A exclusão, nesses casos, raramente é violenta no sentido físico imediato. Ela se apresenta sob a forma da educação polida: um convite à distância. “Não se exponha”, “não chame atenção”. Quando muito, a sociedade oferece aos excluídos uma segunda alternativa, mais cruel: permanecerem entre os outros, contanto que se calem, que se dissimulem, que escondam o que são. O preço da inclusão é a morte da autenticidade. Contudo, uma vez que sua verdade, sempre periclitante, é revelada — seja pela aparência, seja pela fala, seja por um gesto qualquer —, portas antes entreabertas se fecham com estrondo. Esse é o dilema, o mecanismo pelo qual opera o que chamaremos aqui de "demônio mudo": um poder que age não gritando, mas silenciando, impedindo a fala. O armário, nesse sentido, não é só esconderijo: é cárcere linguístico. É a negação do discurso, a morte da palavra.

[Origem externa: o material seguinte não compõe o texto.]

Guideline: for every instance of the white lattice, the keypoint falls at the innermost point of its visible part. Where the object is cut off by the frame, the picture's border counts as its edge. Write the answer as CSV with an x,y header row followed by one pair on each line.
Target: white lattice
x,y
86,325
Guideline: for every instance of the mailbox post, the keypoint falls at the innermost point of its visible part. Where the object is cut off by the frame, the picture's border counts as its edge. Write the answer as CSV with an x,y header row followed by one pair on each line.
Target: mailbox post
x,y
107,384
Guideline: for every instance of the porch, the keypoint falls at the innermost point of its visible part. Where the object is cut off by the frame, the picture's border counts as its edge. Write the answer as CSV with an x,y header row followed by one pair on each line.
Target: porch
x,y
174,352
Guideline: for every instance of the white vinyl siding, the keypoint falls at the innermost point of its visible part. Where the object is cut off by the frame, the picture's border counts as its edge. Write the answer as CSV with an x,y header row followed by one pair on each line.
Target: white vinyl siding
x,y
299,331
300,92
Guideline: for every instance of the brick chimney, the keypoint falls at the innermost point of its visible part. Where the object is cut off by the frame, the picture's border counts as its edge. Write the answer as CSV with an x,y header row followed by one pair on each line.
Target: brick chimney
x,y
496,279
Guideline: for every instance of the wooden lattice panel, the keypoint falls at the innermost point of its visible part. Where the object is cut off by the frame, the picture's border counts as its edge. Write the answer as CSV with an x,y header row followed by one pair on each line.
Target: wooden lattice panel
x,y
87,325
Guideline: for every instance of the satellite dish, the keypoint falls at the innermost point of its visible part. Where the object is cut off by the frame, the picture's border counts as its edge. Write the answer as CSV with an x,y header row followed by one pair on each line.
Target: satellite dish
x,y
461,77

Mas toda mentira e ocultação são radicalmente insustentáveis. O Evangelho, outra vez, nos oferece a chave para pensar essa dimensão teológica do armário: "Nihil autem opertum est, quod non reveletur, neque absconditum, quod non sciatur. Quoniam, quae in tenebris dixistis, in lumine audientur; et, quod in aurem locuti estis in cubiculis, praedicabitur in tectis". ("Nada, porém, há de encoberto que não venha a ser revelado, nem oculto que não venha a ser conhecido. Porque o que dissestes às escuras será ouvido à luz do dia; e o que falastes ao ouvido, nos aposentos, será proclamado sobre os telhados") O armário não é eterno. Mesmo que alguém se agarre ao silêncio por medo ou conveniência, a verdade um dia será anunciada — se não diante dos homens, certamente diante de Deus. Neste plano teologal, a saída do armário não é uma escolha, mas uma antecipação, uma preparação necessária. É um gesto de honesty, como dizem os americanos, de antecipação da luz, porque, diante de Deus, nada permanece oculto.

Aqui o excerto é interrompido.